Author Contributions

Conceptualization, R.B.; methodology, J.A, L.G., and R.B.; software, J.A., L.G., and V.O.; validation, J.A.; formal analysis, J.A., L.G., and R.B.; investigation, J.A, L.G., V.O., and R.B.; resources, J.A, L.G., V.O., R.K., J.S., and R.B.; data curation, J.A, L.G., V.O., J.S., R.K., and R.B.; writing—original draft preparation, L.G.; writing—review and editing, L.G., J.A., and R.B.; visualization, L.G.; supervision, R.B.; project administration, R.B.; funding acquisition, R.B. All authors have read and agreed to the published version of the manuscript.
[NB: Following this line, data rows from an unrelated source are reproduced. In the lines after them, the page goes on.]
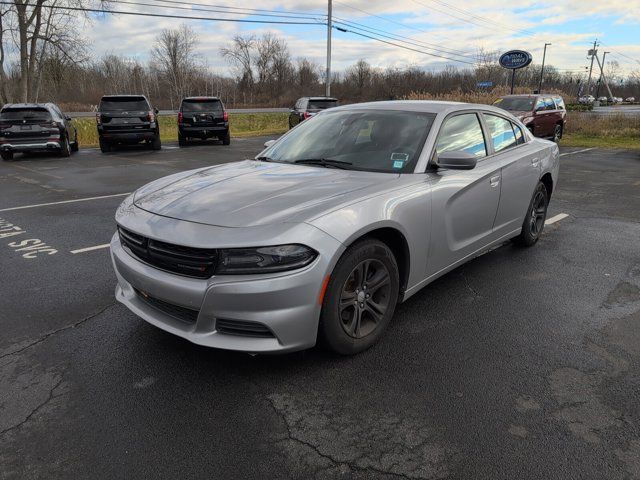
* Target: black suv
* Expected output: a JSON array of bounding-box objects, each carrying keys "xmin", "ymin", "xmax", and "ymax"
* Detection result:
[
  {"xmin": 178, "ymin": 97, "xmax": 231, "ymax": 147},
  {"xmin": 289, "ymin": 97, "xmax": 338, "ymax": 128},
  {"xmin": 96, "ymin": 95, "xmax": 161, "ymax": 152},
  {"xmin": 0, "ymin": 103, "xmax": 78, "ymax": 160}
]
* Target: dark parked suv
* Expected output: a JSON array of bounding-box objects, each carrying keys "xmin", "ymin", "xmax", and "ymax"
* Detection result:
[
  {"xmin": 96, "ymin": 95, "xmax": 161, "ymax": 152},
  {"xmin": 0, "ymin": 103, "xmax": 78, "ymax": 160},
  {"xmin": 178, "ymin": 97, "xmax": 231, "ymax": 146},
  {"xmin": 493, "ymin": 93, "xmax": 567, "ymax": 142},
  {"xmin": 289, "ymin": 97, "xmax": 338, "ymax": 128}
]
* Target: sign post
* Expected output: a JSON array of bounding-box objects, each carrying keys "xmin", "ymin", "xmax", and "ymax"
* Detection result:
[{"xmin": 498, "ymin": 50, "xmax": 533, "ymax": 94}]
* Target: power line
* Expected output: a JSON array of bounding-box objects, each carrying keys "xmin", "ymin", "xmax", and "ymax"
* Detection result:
[
  {"xmin": 334, "ymin": 27, "xmax": 475, "ymax": 65},
  {"xmin": 109, "ymin": 0, "xmax": 324, "ymax": 20},
  {"xmin": 0, "ymin": 0, "xmax": 317, "ymax": 25},
  {"xmin": 334, "ymin": 17, "xmax": 478, "ymax": 59}
]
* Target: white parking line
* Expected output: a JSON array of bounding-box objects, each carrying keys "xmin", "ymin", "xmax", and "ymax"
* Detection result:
[
  {"xmin": 0, "ymin": 192, "xmax": 131, "ymax": 212},
  {"xmin": 560, "ymin": 147, "xmax": 596, "ymax": 157},
  {"xmin": 71, "ymin": 243, "xmax": 110, "ymax": 254},
  {"xmin": 544, "ymin": 213, "xmax": 569, "ymax": 225}
]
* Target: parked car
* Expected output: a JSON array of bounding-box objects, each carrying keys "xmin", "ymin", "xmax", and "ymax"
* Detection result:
[
  {"xmin": 578, "ymin": 95, "xmax": 596, "ymax": 104},
  {"xmin": 289, "ymin": 97, "xmax": 338, "ymax": 128},
  {"xmin": 178, "ymin": 97, "xmax": 231, "ymax": 146},
  {"xmin": 0, "ymin": 103, "xmax": 79, "ymax": 160},
  {"xmin": 110, "ymin": 101, "xmax": 559, "ymax": 354},
  {"xmin": 494, "ymin": 93, "xmax": 567, "ymax": 142},
  {"xmin": 96, "ymin": 95, "xmax": 161, "ymax": 153}
]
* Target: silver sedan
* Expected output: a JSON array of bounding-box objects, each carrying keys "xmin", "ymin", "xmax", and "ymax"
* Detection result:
[{"xmin": 111, "ymin": 101, "xmax": 559, "ymax": 354}]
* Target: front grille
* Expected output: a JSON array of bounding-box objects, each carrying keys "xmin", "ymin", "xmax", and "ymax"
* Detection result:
[
  {"xmin": 216, "ymin": 318, "xmax": 274, "ymax": 338},
  {"xmin": 118, "ymin": 227, "xmax": 218, "ymax": 278},
  {"xmin": 134, "ymin": 288, "xmax": 198, "ymax": 323}
]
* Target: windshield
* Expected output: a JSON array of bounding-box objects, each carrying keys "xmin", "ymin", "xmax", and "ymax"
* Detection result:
[
  {"xmin": 307, "ymin": 100, "xmax": 338, "ymax": 110},
  {"xmin": 0, "ymin": 107, "xmax": 51, "ymax": 122},
  {"xmin": 100, "ymin": 97, "xmax": 149, "ymax": 112},
  {"xmin": 261, "ymin": 110, "xmax": 435, "ymax": 173},
  {"xmin": 182, "ymin": 100, "xmax": 222, "ymax": 113},
  {"xmin": 493, "ymin": 97, "xmax": 535, "ymax": 112}
]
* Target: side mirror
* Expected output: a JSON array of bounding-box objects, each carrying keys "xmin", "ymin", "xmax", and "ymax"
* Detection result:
[{"xmin": 437, "ymin": 150, "xmax": 478, "ymax": 170}]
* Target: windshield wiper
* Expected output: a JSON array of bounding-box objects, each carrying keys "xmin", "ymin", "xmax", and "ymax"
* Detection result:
[{"xmin": 293, "ymin": 158, "xmax": 353, "ymax": 170}]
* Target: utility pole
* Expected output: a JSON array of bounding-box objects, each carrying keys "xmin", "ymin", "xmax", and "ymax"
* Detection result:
[
  {"xmin": 586, "ymin": 38, "xmax": 598, "ymax": 95},
  {"xmin": 538, "ymin": 43, "xmax": 551, "ymax": 93},
  {"xmin": 596, "ymin": 52, "xmax": 611, "ymax": 100},
  {"xmin": 324, "ymin": 0, "xmax": 331, "ymax": 97}
]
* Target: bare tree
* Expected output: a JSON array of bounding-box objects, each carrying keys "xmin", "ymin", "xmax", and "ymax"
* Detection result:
[
  {"xmin": 220, "ymin": 35, "xmax": 256, "ymax": 90},
  {"xmin": 151, "ymin": 24, "xmax": 199, "ymax": 107}
]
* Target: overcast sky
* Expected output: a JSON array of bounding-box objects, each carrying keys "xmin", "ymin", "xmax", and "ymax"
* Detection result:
[{"xmin": 85, "ymin": 0, "xmax": 640, "ymax": 74}]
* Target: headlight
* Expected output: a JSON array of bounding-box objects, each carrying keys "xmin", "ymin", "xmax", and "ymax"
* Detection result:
[{"xmin": 216, "ymin": 244, "xmax": 318, "ymax": 275}]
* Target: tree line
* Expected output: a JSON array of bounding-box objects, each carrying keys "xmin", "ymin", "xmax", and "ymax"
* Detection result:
[{"xmin": 0, "ymin": 0, "xmax": 640, "ymax": 111}]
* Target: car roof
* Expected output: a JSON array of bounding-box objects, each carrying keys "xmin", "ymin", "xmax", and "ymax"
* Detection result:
[
  {"xmin": 331, "ymin": 100, "xmax": 504, "ymax": 115},
  {"xmin": 2, "ymin": 103, "xmax": 53, "ymax": 109},
  {"xmin": 182, "ymin": 96, "xmax": 220, "ymax": 102}
]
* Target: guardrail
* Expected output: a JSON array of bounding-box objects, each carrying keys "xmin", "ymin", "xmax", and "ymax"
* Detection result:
[{"xmin": 67, "ymin": 108, "xmax": 289, "ymax": 118}]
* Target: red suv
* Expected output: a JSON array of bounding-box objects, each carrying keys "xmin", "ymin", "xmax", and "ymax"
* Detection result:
[{"xmin": 493, "ymin": 94, "xmax": 567, "ymax": 142}]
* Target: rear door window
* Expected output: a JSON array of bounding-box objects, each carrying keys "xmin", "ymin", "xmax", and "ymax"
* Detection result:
[
  {"xmin": 484, "ymin": 113, "xmax": 517, "ymax": 153},
  {"xmin": 100, "ymin": 97, "xmax": 150, "ymax": 112},
  {"xmin": 436, "ymin": 113, "xmax": 487, "ymax": 157},
  {"xmin": 307, "ymin": 100, "xmax": 338, "ymax": 110},
  {"xmin": 182, "ymin": 99, "xmax": 223, "ymax": 115}
]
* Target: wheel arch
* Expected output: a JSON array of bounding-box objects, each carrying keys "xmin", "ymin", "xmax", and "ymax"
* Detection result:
[{"xmin": 344, "ymin": 225, "xmax": 411, "ymax": 303}]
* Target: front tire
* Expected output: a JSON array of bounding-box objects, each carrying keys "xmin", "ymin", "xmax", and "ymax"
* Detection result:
[
  {"xmin": 513, "ymin": 182, "xmax": 549, "ymax": 247},
  {"xmin": 60, "ymin": 135, "xmax": 71, "ymax": 157},
  {"xmin": 151, "ymin": 133, "xmax": 162, "ymax": 150},
  {"xmin": 319, "ymin": 239, "xmax": 400, "ymax": 355}
]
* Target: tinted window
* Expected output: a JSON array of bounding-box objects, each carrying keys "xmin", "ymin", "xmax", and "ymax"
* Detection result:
[
  {"xmin": 307, "ymin": 100, "xmax": 338, "ymax": 110},
  {"xmin": 263, "ymin": 109, "xmax": 435, "ymax": 173},
  {"xmin": 100, "ymin": 97, "xmax": 150, "ymax": 112},
  {"xmin": 511, "ymin": 123, "xmax": 525, "ymax": 145},
  {"xmin": 484, "ymin": 114, "xmax": 516, "ymax": 152},
  {"xmin": 182, "ymin": 99, "xmax": 222, "ymax": 113},
  {"xmin": 493, "ymin": 97, "xmax": 535, "ymax": 112},
  {"xmin": 436, "ymin": 113, "xmax": 487, "ymax": 157},
  {"xmin": 0, "ymin": 107, "xmax": 51, "ymax": 122}
]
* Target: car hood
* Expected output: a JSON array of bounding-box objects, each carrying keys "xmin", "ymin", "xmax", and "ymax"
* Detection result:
[{"xmin": 134, "ymin": 160, "xmax": 399, "ymax": 227}]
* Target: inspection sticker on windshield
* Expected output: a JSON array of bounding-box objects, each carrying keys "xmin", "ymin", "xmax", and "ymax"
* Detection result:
[{"xmin": 391, "ymin": 152, "xmax": 409, "ymax": 168}]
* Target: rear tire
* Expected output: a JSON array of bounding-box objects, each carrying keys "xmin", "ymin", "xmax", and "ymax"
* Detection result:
[
  {"xmin": 513, "ymin": 182, "xmax": 549, "ymax": 247},
  {"xmin": 100, "ymin": 139, "xmax": 112, "ymax": 153},
  {"xmin": 318, "ymin": 239, "xmax": 400, "ymax": 355},
  {"xmin": 60, "ymin": 135, "xmax": 71, "ymax": 157},
  {"xmin": 151, "ymin": 134, "xmax": 162, "ymax": 150},
  {"xmin": 553, "ymin": 124, "xmax": 562, "ymax": 143}
]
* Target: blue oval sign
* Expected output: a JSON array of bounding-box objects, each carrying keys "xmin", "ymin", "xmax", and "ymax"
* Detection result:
[{"xmin": 499, "ymin": 50, "xmax": 533, "ymax": 70}]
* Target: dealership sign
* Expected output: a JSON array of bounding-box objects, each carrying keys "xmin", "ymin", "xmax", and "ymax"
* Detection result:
[{"xmin": 499, "ymin": 50, "xmax": 533, "ymax": 70}]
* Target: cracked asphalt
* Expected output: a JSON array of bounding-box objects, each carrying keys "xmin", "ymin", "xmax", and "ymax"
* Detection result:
[{"xmin": 0, "ymin": 138, "xmax": 640, "ymax": 480}]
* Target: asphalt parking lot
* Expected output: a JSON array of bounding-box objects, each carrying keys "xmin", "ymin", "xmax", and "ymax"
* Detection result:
[{"xmin": 0, "ymin": 138, "xmax": 640, "ymax": 480}]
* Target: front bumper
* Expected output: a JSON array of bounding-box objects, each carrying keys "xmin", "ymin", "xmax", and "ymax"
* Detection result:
[
  {"xmin": 111, "ymin": 208, "xmax": 342, "ymax": 353},
  {"xmin": 0, "ymin": 141, "xmax": 60, "ymax": 152}
]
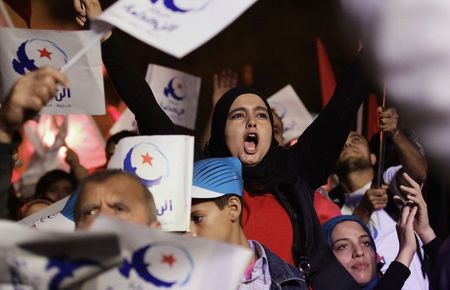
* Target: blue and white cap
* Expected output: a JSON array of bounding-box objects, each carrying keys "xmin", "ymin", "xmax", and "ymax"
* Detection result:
[{"xmin": 192, "ymin": 157, "xmax": 243, "ymax": 198}]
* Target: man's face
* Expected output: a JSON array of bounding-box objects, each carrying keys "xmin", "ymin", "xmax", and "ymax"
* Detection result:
[
  {"xmin": 272, "ymin": 110, "xmax": 284, "ymax": 146},
  {"xmin": 225, "ymin": 94, "xmax": 272, "ymax": 165},
  {"xmin": 191, "ymin": 201, "xmax": 233, "ymax": 243},
  {"xmin": 332, "ymin": 221, "xmax": 375, "ymax": 286},
  {"xmin": 337, "ymin": 132, "xmax": 375, "ymax": 169},
  {"xmin": 76, "ymin": 176, "xmax": 151, "ymax": 228}
]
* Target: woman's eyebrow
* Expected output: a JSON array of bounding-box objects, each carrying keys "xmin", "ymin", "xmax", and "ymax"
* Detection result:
[
  {"xmin": 228, "ymin": 107, "xmax": 245, "ymax": 115},
  {"xmin": 333, "ymin": 238, "xmax": 349, "ymax": 245}
]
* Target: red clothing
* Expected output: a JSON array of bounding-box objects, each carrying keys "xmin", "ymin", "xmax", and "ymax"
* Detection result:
[
  {"xmin": 314, "ymin": 190, "xmax": 342, "ymax": 225},
  {"xmin": 242, "ymin": 191, "xmax": 294, "ymax": 265},
  {"xmin": 242, "ymin": 190, "xmax": 341, "ymax": 265}
]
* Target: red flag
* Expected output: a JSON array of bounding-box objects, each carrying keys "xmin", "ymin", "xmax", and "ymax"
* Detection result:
[
  {"xmin": 3, "ymin": 0, "xmax": 31, "ymax": 27},
  {"xmin": 366, "ymin": 94, "xmax": 380, "ymax": 140},
  {"xmin": 316, "ymin": 37, "xmax": 336, "ymax": 107}
]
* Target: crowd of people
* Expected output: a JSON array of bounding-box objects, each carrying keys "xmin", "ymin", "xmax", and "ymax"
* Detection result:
[{"xmin": 0, "ymin": 0, "xmax": 450, "ymax": 290}]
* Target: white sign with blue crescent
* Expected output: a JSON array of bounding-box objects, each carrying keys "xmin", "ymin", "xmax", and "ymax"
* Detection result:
[
  {"xmin": 0, "ymin": 221, "xmax": 121, "ymax": 290},
  {"xmin": 145, "ymin": 64, "xmax": 201, "ymax": 130},
  {"xmin": 94, "ymin": 0, "xmax": 256, "ymax": 58},
  {"xmin": 12, "ymin": 39, "xmax": 68, "ymax": 75},
  {"xmin": 82, "ymin": 216, "xmax": 252, "ymax": 290},
  {"xmin": 0, "ymin": 28, "xmax": 105, "ymax": 115},
  {"xmin": 267, "ymin": 85, "xmax": 313, "ymax": 144},
  {"xmin": 118, "ymin": 243, "xmax": 194, "ymax": 288},
  {"xmin": 108, "ymin": 135, "xmax": 194, "ymax": 231},
  {"xmin": 123, "ymin": 143, "xmax": 169, "ymax": 188}
]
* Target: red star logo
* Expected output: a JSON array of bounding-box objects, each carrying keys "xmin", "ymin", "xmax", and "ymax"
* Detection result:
[
  {"xmin": 141, "ymin": 153, "xmax": 154, "ymax": 166},
  {"xmin": 38, "ymin": 47, "xmax": 52, "ymax": 60},
  {"xmin": 161, "ymin": 254, "xmax": 176, "ymax": 267}
]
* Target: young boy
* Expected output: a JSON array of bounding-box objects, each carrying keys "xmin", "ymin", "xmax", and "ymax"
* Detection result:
[{"xmin": 191, "ymin": 157, "xmax": 308, "ymax": 290}]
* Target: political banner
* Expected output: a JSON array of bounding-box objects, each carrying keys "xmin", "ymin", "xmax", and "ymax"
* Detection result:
[
  {"xmin": 267, "ymin": 85, "xmax": 313, "ymax": 144},
  {"xmin": 145, "ymin": 64, "xmax": 201, "ymax": 130},
  {"xmin": 109, "ymin": 108, "xmax": 138, "ymax": 135},
  {"xmin": 82, "ymin": 216, "xmax": 252, "ymax": 290},
  {"xmin": 17, "ymin": 192, "xmax": 78, "ymax": 232},
  {"xmin": 0, "ymin": 221, "xmax": 122, "ymax": 290},
  {"xmin": 108, "ymin": 135, "xmax": 194, "ymax": 231},
  {"xmin": 0, "ymin": 28, "xmax": 105, "ymax": 115},
  {"xmin": 94, "ymin": 0, "xmax": 256, "ymax": 58}
]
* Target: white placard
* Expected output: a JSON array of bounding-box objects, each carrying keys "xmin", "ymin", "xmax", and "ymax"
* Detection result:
[
  {"xmin": 97, "ymin": 0, "xmax": 256, "ymax": 58},
  {"xmin": 267, "ymin": 85, "xmax": 313, "ymax": 144},
  {"xmin": 82, "ymin": 216, "xmax": 252, "ymax": 290},
  {"xmin": 0, "ymin": 28, "xmax": 105, "ymax": 115},
  {"xmin": 108, "ymin": 135, "xmax": 194, "ymax": 231},
  {"xmin": 145, "ymin": 64, "xmax": 201, "ymax": 130}
]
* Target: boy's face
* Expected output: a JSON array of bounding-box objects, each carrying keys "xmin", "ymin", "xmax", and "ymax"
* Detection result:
[{"xmin": 191, "ymin": 201, "xmax": 233, "ymax": 243}]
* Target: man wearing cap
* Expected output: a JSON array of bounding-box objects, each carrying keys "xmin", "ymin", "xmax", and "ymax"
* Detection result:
[{"xmin": 191, "ymin": 157, "xmax": 308, "ymax": 290}]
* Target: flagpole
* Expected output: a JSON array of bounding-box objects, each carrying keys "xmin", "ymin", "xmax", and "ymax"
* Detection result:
[
  {"xmin": 375, "ymin": 84, "xmax": 386, "ymax": 188},
  {"xmin": 0, "ymin": 0, "xmax": 14, "ymax": 27},
  {"xmin": 61, "ymin": 22, "xmax": 111, "ymax": 72}
]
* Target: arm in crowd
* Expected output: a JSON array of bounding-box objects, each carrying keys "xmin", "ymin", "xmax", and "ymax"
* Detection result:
[
  {"xmin": 74, "ymin": 0, "xmax": 178, "ymax": 135},
  {"xmin": 354, "ymin": 107, "xmax": 427, "ymax": 223},
  {"xmin": 0, "ymin": 68, "xmax": 68, "ymax": 207},
  {"xmin": 400, "ymin": 173, "xmax": 442, "ymax": 266},
  {"xmin": 378, "ymin": 107, "xmax": 428, "ymax": 184},
  {"xmin": 290, "ymin": 52, "xmax": 372, "ymax": 189},
  {"xmin": 375, "ymin": 191, "xmax": 419, "ymax": 290}
]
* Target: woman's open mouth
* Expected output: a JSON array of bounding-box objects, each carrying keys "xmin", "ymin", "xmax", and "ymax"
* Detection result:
[{"xmin": 244, "ymin": 133, "xmax": 258, "ymax": 155}]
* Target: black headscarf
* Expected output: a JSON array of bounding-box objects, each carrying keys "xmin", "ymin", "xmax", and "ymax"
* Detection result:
[
  {"xmin": 205, "ymin": 87, "xmax": 323, "ymax": 265},
  {"xmin": 205, "ymin": 87, "xmax": 293, "ymax": 193}
]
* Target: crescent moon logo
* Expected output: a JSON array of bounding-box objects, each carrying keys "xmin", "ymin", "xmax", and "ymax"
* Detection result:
[
  {"xmin": 150, "ymin": 0, "xmax": 214, "ymax": 13},
  {"xmin": 12, "ymin": 38, "xmax": 68, "ymax": 75},
  {"xmin": 164, "ymin": 77, "xmax": 187, "ymax": 101},
  {"xmin": 123, "ymin": 143, "xmax": 169, "ymax": 187},
  {"xmin": 119, "ymin": 243, "xmax": 194, "ymax": 288}
]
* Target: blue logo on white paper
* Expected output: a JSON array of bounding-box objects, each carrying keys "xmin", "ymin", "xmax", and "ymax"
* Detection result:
[
  {"xmin": 164, "ymin": 77, "xmax": 187, "ymax": 101},
  {"xmin": 123, "ymin": 143, "xmax": 169, "ymax": 187},
  {"xmin": 119, "ymin": 243, "xmax": 194, "ymax": 288},
  {"xmin": 46, "ymin": 258, "xmax": 99, "ymax": 290},
  {"xmin": 150, "ymin": 0, "xmax": 213, "ymax": 13},
  {"xmin": 12, "ymin": 38, "xmax": 68, "ymax": 75}
]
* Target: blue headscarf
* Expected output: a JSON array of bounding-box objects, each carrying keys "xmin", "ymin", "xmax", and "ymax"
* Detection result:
[{"xmin": 322, "ymin": 215, "xmax": 378, "ymax": 290}]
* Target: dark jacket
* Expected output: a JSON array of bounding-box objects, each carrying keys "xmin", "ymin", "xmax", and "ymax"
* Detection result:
[{"xmin": 263, "ymin": 246, "xmax": 308, "ymax": 290}]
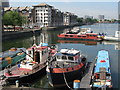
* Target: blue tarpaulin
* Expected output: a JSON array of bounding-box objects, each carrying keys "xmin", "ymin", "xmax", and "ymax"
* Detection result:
[{"xmin": 94, "ymin": 50, "xmax": 110, "ymax": 73}]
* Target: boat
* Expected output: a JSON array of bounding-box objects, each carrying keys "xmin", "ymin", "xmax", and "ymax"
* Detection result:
[
  {"xmin": 0, "ymin": 48, "xmax": 26, "ymax": 69},
  {"xmin": 92, "ymin": 50, "xmax": 112, "ymax": 88},
  {"xmin": 46, "ymin": 48, "xmax": 87, "ymax": 88},
  {"xmin": 57, "ymin": 29, "xmax": 102, "ymax": 41},
  {"xmin": 4, "ymin": 43, "xmax": 49, "ymax": 84},
  {"xmin": 57, "ymin": 40, "xmax": 97, "ymax": 45},
  {"xmin": 103, "ymin": 31, "xmax": 120, "ymax": 41}
]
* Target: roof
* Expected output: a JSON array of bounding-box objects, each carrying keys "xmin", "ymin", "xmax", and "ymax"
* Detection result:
[
  {"xmin": 56, "ymin": 49, "xmax": 80, "ymax": 56},
  {"xmin": 33, "ymin": 3, "xmax": 52, "ymax": 7},
  {"xmin": 94, "ymin": 50, "xmax": 110, "ymax": 73},
  {"xmin": 4, "ymin": 6, "xmax": 32, "ymax": 11}
]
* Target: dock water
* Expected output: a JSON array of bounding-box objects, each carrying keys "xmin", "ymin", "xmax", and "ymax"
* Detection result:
[{"xmin": 80, "ymin": 59, "xmax": 96, "ymax": 90}]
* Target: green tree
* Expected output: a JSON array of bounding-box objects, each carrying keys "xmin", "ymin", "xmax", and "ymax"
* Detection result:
[
  {"xmin": 77, "ymin": 18, "xmax": 83, "ymax": 24},
  {"xmin": 3, "ymin": 11, "xmax": 27, "ymax": 29}
]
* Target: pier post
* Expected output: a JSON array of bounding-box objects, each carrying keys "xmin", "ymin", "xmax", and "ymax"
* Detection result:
[
  {"xmin": 73, "ymin": 80, "xmax": 80, "ymax": 90},
  {"xmin": 15, "ymin": 80, "xmax": 19, "ymax": 87}
]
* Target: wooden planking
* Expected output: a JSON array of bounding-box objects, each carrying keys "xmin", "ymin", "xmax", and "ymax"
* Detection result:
[{"xmin": 80, "ymin": 60, "xmax": 96, "ymax": 89}]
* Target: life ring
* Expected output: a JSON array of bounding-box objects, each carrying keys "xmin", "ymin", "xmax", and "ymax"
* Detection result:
[{"xmin": 6, "ymin": 57, "xmax": 12, "ymax": 64}]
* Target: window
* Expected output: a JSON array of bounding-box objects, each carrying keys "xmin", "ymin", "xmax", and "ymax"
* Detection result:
[
  {"xmin": 70, "ymin": 35, "xmax": 73, "ymax": 37},
  {"xmin": 62, "ymin": 56, "xmax": 67, "ymax": 60},
  {"xmin": 78, "ymin": 36, "xmax": 81, "ymax": 37},
  {"xmin": 93, "ymin": 35, "xmax": 97, "ymax": 37},
  {"xmin": 68, "ymin": 57, "xmax": 74, "ymax": 60},
  {"xmin": 28, "ymin": 51, "xmax": 31, "ymax": 54},
  {"xmin": 57, "ymin": 56, "xmax": 61, "ymax": 59}
]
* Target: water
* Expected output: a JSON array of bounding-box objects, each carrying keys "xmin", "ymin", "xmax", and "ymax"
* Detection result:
[{"xmin": 3, "ymin": 24, "xmax": 120, "ymax": 88}]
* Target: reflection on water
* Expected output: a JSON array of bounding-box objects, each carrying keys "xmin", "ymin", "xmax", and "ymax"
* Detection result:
[
  {"xmin": 3, "ymin": 24, "xmax": 120, "ymax": 88},
  {"xmin": 57, "ymin": 40, "xmax": 100, "ymax": 45}
]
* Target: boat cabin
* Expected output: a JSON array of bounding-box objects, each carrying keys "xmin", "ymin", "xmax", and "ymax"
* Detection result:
[
  {"xmin": 56, "ymin": 49, "xmax": 80, "ymax": 62},
  {"xmin": 26, "ymin": 43, "xmax": 49, "ymax": 63}
]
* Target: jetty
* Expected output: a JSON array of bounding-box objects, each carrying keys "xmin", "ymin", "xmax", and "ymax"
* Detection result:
[{"xmin": 80, "ymin": 59, "xmax": 96, "ymax": 89}]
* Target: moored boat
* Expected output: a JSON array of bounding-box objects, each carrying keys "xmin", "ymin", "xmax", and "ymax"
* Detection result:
[
  {"xmin": 4, "ymin": 43, "xmax": 49, "ymax": 83},
  {"xmin": 58, "ymin": 30, "xmax": 102, "ymax": 41},
  {"xmin": 92, "ymin": 50, "xmax": 112, "ymax": 88},
  {"xmin": 46, "ymin": 49, "xmax": 86, "ymax": 87},
  {"xmin": 0, "ymin": 48, "xmax": 26, "ymax": 68},
  {"xmin": 103, "ymin": 31, "xmax": 120, "ymax": 41}
]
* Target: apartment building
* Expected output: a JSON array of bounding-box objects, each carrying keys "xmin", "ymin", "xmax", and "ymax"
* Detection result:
[
  {"xmin": 33, "ymin": 3, "xmax": 63, "ymax": 27},
  {"xmin": 33, "ymin": 3, "xmax": 53, "ymax": 27},
  {"xmin": 63, "ymin": 12, "xmax": 77, "ymax": 25},
  {"xmin": 3, "ymin": 6, "xmax": 33, "ymax": 26}
]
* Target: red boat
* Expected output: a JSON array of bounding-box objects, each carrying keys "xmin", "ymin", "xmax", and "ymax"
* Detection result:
[
  {"xmin": 58, "ymin": 32, "xmax": 102, "ymax": 41},
  {"xmin": 46, "ymin": 49, "xmax": 87, "ymax": 88},
  {"xmin": 57, "ymin": 40, "xmax": 97, "ymax": 45}
]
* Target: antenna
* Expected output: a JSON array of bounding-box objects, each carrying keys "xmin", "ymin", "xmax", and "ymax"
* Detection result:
[
  {"xmin": 33, "ymin": 30, "xmax": 36, "ymax": 45},
  {"xmin": 40, "ymin": 33, "xmax": 44, "ymax": 46}
]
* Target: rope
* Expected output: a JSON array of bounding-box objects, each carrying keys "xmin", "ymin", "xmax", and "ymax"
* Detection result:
[
  {"xmin": 62, "ymin": 70, "xmax": 73, "ymax": 90},
  {"xmin": 59, "ymin": 66, "xmax": 73, "ymax": 90}
]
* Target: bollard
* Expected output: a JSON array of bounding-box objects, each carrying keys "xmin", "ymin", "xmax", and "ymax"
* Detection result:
[
  {"xmin": 73, "ymin": 80, "xmax": 80, "ymax": 90},
  {"xmin": 15, "ymin": 80, "xmax": 19, "ymax": 87}
]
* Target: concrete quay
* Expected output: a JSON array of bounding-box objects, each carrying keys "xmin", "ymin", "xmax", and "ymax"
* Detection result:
[{"xmin": 80, "ymin": 60, "xmax": 96, "ymax": 90}]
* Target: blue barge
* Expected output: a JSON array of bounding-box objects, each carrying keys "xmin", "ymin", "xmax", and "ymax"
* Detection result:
[{"xmin": 92, "ymin": 50, "xmax": 112, "ymax": 88}]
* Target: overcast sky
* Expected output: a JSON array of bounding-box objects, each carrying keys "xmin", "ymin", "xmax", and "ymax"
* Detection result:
[{"xmin": 9, "ymin": 0, "xmax": 119, "ymax": 19}]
Institutional Review Board Statement

This study was approved by the Institutional Review Board of St. Joseph’s Hospital and Medical Center (IRB PHX-21-500-101-70-09 and date of continued approval on 10 January 2023).

Informed Consent Statement

Informed consent for the collection of blood samples was obtained from all subjects involved in the study.

Data Availability Statement

The data that support the findings of this study are available via a data use agreement from the corresponding author upon reasonable request.

Conflicts of Interest

R.B. is a co-founder and shareholder of nVector, Inc., a company developing biomarkers and therapeutics for neurologic disorders. Jiyan An holds shares of nVector, Inc. No conflicts of interest were reported by the other authors.

Funding Statement

This research was funded by Target ALS grant TT-2019-IMA-S1 entitled “Development of TDP-43 Immunoassays” to R.B.